In response I would argue for an alternative and perhaps simplier approach to data and especially to metadata. One that results in changes to how software is specified and developed and one that challenges many existing software development and standards initiatives. Howeve,r I also think that this simplier approach can and does result in deliverable applications, designed for growth and utility into the future, and designed in ways that build inherently into the applications an understanding of the users of the application in the present as well as into the future. Users being both humans and other applications and systems.
6. Ongoing reporting on and observations on the technology industry. Where I think things are, where things are going. Here I hope to build on my now over a decade of being an active and “power” user of the Internet (managing my own servers online since 1991). I strongly feel that lessons learned back in the “early” days of the Internet are being revisited and relearned, though on a growing scale, with each new “advancement” of the technology of the Internet. Muds and Mucks led to modern multiplayer games. Usenet and Gopher space to the web, Usenet and BBS communities as well as IRC channels to many of the aspects of online communities currently on the web and in mailing lists (where they have been for many years if not decades now).

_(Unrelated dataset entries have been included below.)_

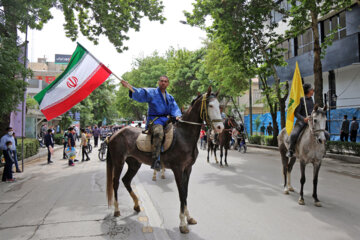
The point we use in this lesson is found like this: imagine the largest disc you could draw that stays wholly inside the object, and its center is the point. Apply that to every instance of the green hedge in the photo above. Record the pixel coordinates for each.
(31, 147)
(261, 140)
(58, 138)
(348, 148)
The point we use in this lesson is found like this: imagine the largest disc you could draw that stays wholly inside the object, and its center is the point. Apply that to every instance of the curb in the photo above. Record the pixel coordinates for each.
(344, 158)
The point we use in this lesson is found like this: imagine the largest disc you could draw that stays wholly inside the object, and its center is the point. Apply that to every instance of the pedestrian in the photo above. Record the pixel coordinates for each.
(83, 145)
(354, 127)
(9, 137)
(269, 129)
(71, 146)
(15, 155)
(96, 134)
(49, 143)
(9, 160)
(344, 132)
(262, 129)
(65, 141)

I am a third-generation computer/technology person. My grandfather programmed some of the earliest computers while he was at Douglas, Rand Corporation and Aerospace corporation designing aircrafts and space components. My mother has been a programmer since the late 1960’s – writing early systems to run railroads and universities (including an early experiment in ecommerce in the 1970’s connecting student records to a university bookstore). I grew up reading flowcharts and taking programming classes since the third grade. For me, as for many more people into the future, technology and computers have been a core aspect of my world.

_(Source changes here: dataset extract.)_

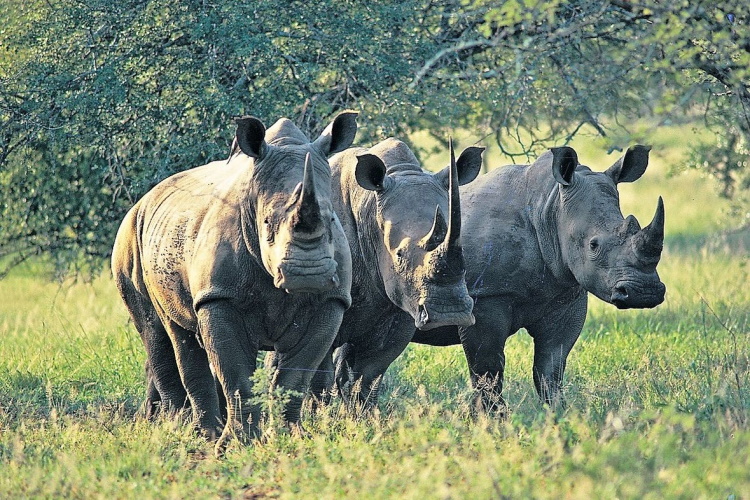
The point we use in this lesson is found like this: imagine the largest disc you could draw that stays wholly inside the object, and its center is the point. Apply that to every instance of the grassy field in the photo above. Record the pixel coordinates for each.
(658, 400)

Besides these potential topics, I want to expand my consulting to start building up case studies for these and other studies. I want to help companies (and/or organizations) who can afford to hire me (and JigZaw) to apply and use technology in a value-added manner. I strongly feel that many, perhaps most, organizations do not use technology as effectively as they could. But that this is not, at its root, a case of technology not being capable – but rather it is a combination of often poor analysis and understanding of the underlying business needs and environment and poor implementation of the technology that is chosen – whether custom development, configuration/customization of packaged software or mostly “pure” packaged applications.

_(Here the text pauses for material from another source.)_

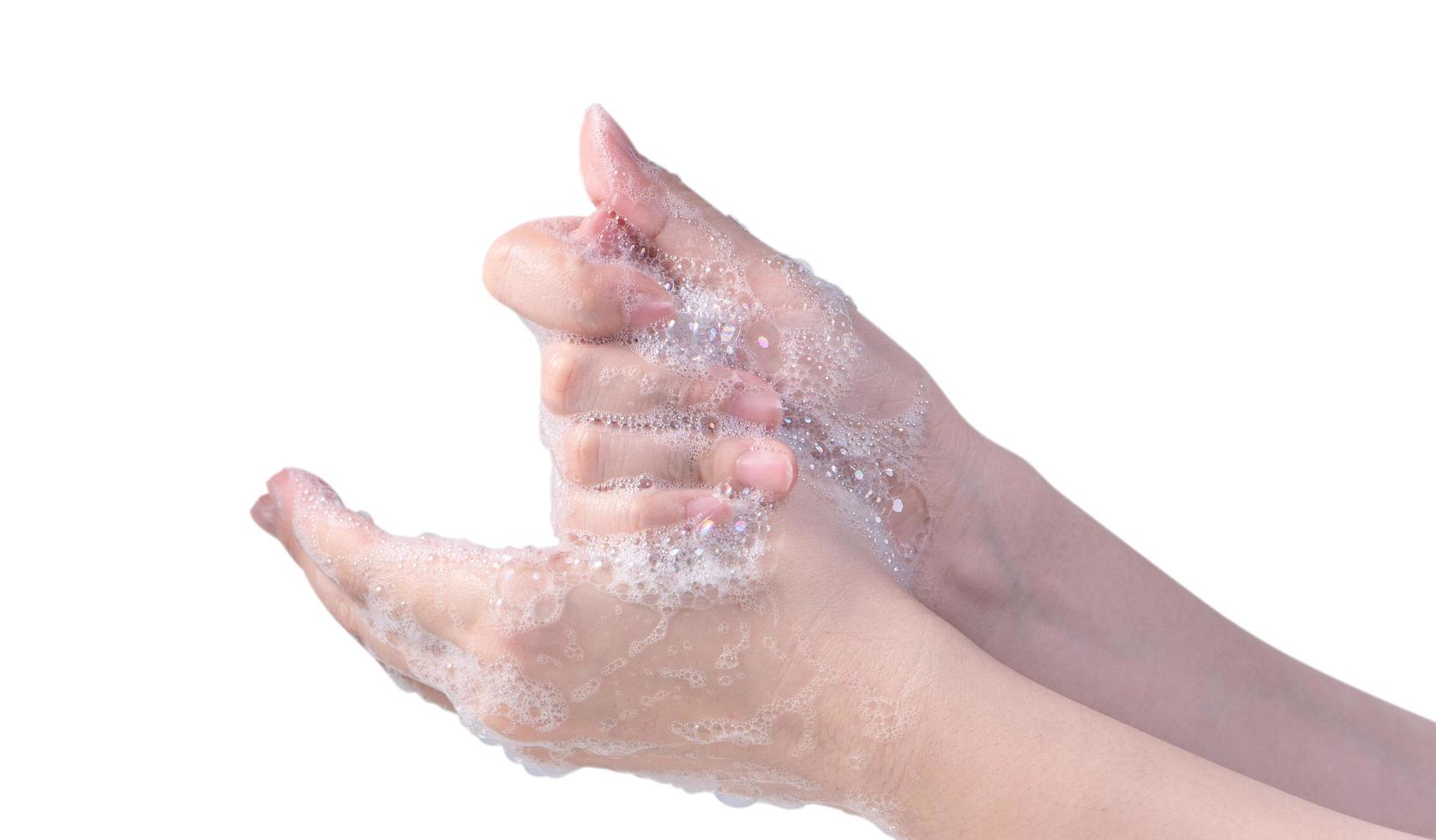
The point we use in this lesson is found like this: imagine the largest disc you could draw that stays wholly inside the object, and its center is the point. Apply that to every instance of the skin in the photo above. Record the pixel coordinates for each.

Most businesses can “solve” or address their business requirements and needs via an almost countless set of potential approaches. What is chosen is frequently determined by historical circumstances, inherited capacities and not in frequently less than skilled implementors and/or users.
What I can offer is an outside perspective on both business problems and the systems that have been implemented to address them (and/or I hope the systems that are being considered to address them). Working on a fixed fee basis (often, I hope and think would work well on a retainer basis) I can assist clients in evaluating what is currently in place as well as in addressing future requirements and needs.